Sep. 30—An executive assistant at the Otto Bremer Trust recalled routinely faxing, filing and shipping packages for Eagle Street Partners, a side business run by trust principal Brian Lipschultz, using her own credit card to pay for costs.

When she raised concerns with the foundation's financial controller that Lipschultz had told her to seek reimbursement from the trust for expenses incurred by his companies, the trustee offered a solution. From then on, she could use his own credit card.

"Problem solved," wrote Lipschultz, in a Sept. 16, 2019 email to executive assistant Marissa Schon, controller Tony Thompson and two fellow Trustees.

That wasn't the only time staffers became aware of apparent "self-dealing," the crux of allegations raised against the trustees of the St. Paul-based Otto Bremer Trust by the Minnesota Attorney General's office, which regulates charities.

THIRD DAY OF TESTIMONY

Trustee Charlotte Johnson was called to the witness stand on Wednesday, during the third day of testimony in a probate hearing that could determine whether the three trustees are allowed to keep their posts at the $1 billion philanthropy.

That decision could have far-reaching implications for the philanthropy's major asset — St. Paul-based Bremer Bank, a $15.7 billion institution and major Midwest farm lender, which was also founded in the 1940s. The three trustees have sought to sell controlling shares in the Bremer Financial Corporation to East Coast hedge funds, the first step toward a likely bank sale.

In 2019 and again in 2020, after the death of George Floyd in Minneapolis and during the early months of the pandemic, the trustees made "strategic" and emergency grants to nonprofits and charitable causes throughout the Midwest without the intimate involvement of program staff. Several of the causes struck some staff members as questionable.
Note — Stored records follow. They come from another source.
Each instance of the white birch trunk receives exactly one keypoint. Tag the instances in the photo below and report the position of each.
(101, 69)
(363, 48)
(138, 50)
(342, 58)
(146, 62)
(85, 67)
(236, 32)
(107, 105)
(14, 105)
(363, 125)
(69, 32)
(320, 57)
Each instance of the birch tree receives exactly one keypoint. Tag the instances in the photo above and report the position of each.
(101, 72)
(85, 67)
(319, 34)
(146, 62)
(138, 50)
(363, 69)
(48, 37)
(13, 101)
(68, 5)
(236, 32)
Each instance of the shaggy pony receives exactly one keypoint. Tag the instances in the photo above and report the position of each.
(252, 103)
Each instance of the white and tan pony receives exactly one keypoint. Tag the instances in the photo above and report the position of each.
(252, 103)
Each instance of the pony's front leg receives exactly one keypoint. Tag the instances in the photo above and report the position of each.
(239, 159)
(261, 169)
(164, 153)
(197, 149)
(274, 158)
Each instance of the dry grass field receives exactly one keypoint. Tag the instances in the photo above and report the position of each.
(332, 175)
Program officer Tessa Wetjen contacted the Minnesota Attorney General's office to express concern about grants to Abria Pregnancy Resources in St. Paul, which provides anti-abortion counseling, and had closed its doors at the time. Another $85,000 went to Fluence Media, a public relations firm run by Blois Olson, to fund the "MN Good" newsletter on philanthropy, which Wetjen described in writing as a "contract with a PR firm masquerading as a grant."

Funds went to Christian organizations such as Metro Hope Ministries, Next Chapter Ministries, Special K Ranch, Minnesota Teen Challenge and the Hope Manor Foundation. That seemed to fly in the face of the trust's founding documents which did not allow for religious grants beyond church music and church construction.